According to The Environmental Protection Agency (EPA), one of the most important variables in determining water quality standards and industrial water treatment methods is the water’s intended use.
Public water systems are required to publish annual water reports that identify the local water supply and level of contaminants. You can find this information through your local water utility website. Although the EPA regulations are in place to measure contaminants, they’re just a safeguard, protecting against the minimum. Culligan can perform an extensive water test to check for the presence of contaminants and recommend a long-term solution that can target and remove damaging contaminants from your water supply.
Industrial Water Treatment Methods
There are three different classifications within industrial water treatment practices: wastewater treatment, and cooling water treatment.
- Wastewater treatment: This covers all the mechanisms used to treat wastewater produced as a by-product of industrial processes or commercial activities. After the treatment, this wastewater can be released into the environment or sanitary sewer. When treated properly, a manufacturer can also reuse the water.
- Boiler water treatment: Steam boilers corrode. Rust can accumulate in the water and leave residue. It also takes more fuel to heat the same amount of water due to corroded materials. This treatment eliminates rust, allowing the boiler to work efficiently without compromising water quality.
- Cooling water treatment: Similar to steam boilers, cooling towers can scale up and corrode. If left untreated, contaminated water makes the perfect breeding ground for bacteria.
Industrial Water Treatment’s Biggest Problem Areas
The most difficult and expensive procedure of the above industrial water treatment methods is the disposal of industrial wastewater. Many industrial facilities such as refineries, chemical plants, and pharmaceutical buildings have onsite facilities for wastewater treatment. Industrial water treatment focuses on managing the biggest problem areas, which include:
- Scaling: Water contains a lot of dissolved minerals, such as calcium and magnesium. At the wrong temperature and with the right chemical reactions, dissolved minerals harden and form solid deposits on metal surfaces. The problem is that scale is a good insulator that prevents needed heat exchanges between the metal container (boiler) and the water.
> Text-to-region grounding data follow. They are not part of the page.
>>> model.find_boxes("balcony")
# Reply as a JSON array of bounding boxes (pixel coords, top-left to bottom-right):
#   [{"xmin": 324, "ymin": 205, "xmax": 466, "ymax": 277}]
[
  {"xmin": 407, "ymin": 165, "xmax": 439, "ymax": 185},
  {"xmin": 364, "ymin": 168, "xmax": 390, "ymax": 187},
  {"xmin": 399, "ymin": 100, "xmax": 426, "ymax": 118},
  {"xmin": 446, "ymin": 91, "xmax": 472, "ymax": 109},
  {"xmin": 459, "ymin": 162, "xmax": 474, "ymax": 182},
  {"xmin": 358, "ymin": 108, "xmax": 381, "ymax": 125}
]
- Corrosion: Corrosion happens when metal materials oxidize. Besides compromising the integrity of the equipment, the oxidized metal can form solid deposits in the water. Corrosion also leads to leaks; if the water is stored in a pressurized system, failure due to leaking can cause catastrophic damage.
- Microbes: In untreated cooling water, microbes thrive. Warm temperatures and an abundance of organic nutrients create ideal environments for microorganisms to breed. Biocides must be used to kill dangerous bacteria, but also be safe for humans.